Some extra notes worth making with regard to the above process are as follows:

  • The payment channel is created by the client.

  • The payment channel is created when the provider accepts the deal, unless an open payment channel already exists between the given client and provider.

  • The vouchers are also created by the client and (a reference/identifier to these vouchers is) sent to the provider.

  • The payment indicated in the voucher is not taken out of the payment channel funds upon creation and exchange of vouchers between the client and the provider.

  • In order for money to be transferred to the provider's payment channel side, the provider has to redeem the voucher

  • In order for money to be taken out of the payment channel, the provider has to submit the voucher on-chain and Collect the funds.

  • Both redeeming and collecting vouchers/funds can be done at any time during the data transfer, but redeeming vouchers and collecting funds involves the blockchain, which further means that it incurs gas cost.

  • Once the data transfer is complete, the client or provider may Settle the channel. There is then a 12hr period within which the provider has to submit the redeemed vouchers on-chain in order to collect the funds. Once the 12hr period is complete, the client may collect any unclaimed funds from the channel, and the provider loses the funds for vouchers they did not submit.

  • The provider can ask for a small payment ahead of the transfer, before they start unsealing data. The payment is meant to support the providers' computational cost of unsealing the first chunk of data (where chunk is the agreed step-wise data transfer). This process is needed in order to avoid clients from carrying out a DoS attack, according to which they start several deals and cause the provider to engage a large amount of computational resources.

Bootstrapping Trust

Neither the client nor the provider have any specific reason to trust each other. Therefore, trust is established indirectly by payments for a retrieval deal done incrementally. This is achieved by sending vouchers as the data transfer progresses.

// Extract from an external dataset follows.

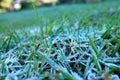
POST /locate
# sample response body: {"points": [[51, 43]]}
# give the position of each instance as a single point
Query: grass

Trust establishment proceeds as follows:

  • When the deal is created, client & provider agree to a "payment interval" in bytes, which is the minimum amount of data the provider will send before each required increment.

  • They also agree to a "payment interval increment". This means that the interval will increase by this value after each successful transfer and payment, as trust develops between client and provider.

  • Example:

    • If my "payment interval" is 1000, and my "payment interval increase" is 300, then:

    • The provider must send at least 1000 bytes before they require any payment (they may end up sending slightly more because block boundaries are uneven).

    • The client must pay (i.e., issue a voucher) for all bytes sent when the provider requests payment, provided that the provider has sent at least 1000 bytes.

    • The provider now must send at least 1300 bytes before they request payment again.

    • The client must pay (i.e., issue subsequent vouchers) for all bytes it has not yet paid for when the provider requests payment, assuming it has received at least 1300 bytes since last payment.

    • The process continues until the end of the retrieval, when the last payment will simply be for the remainder of bytes.

Data Representation in the Retrieval Market

The retrieval market works based on the Payload CID. The PayloadCID is the hash that represents the root of the IPLD DAG of the UnixFS version of the file. At this stage the file is a raw system file with IPFS-style representation. In order for a client to request for some data under the retrieval market, they have to know the PayloadCID. It is important to highlight that PayloadCIDs are not stored or registered on-chain.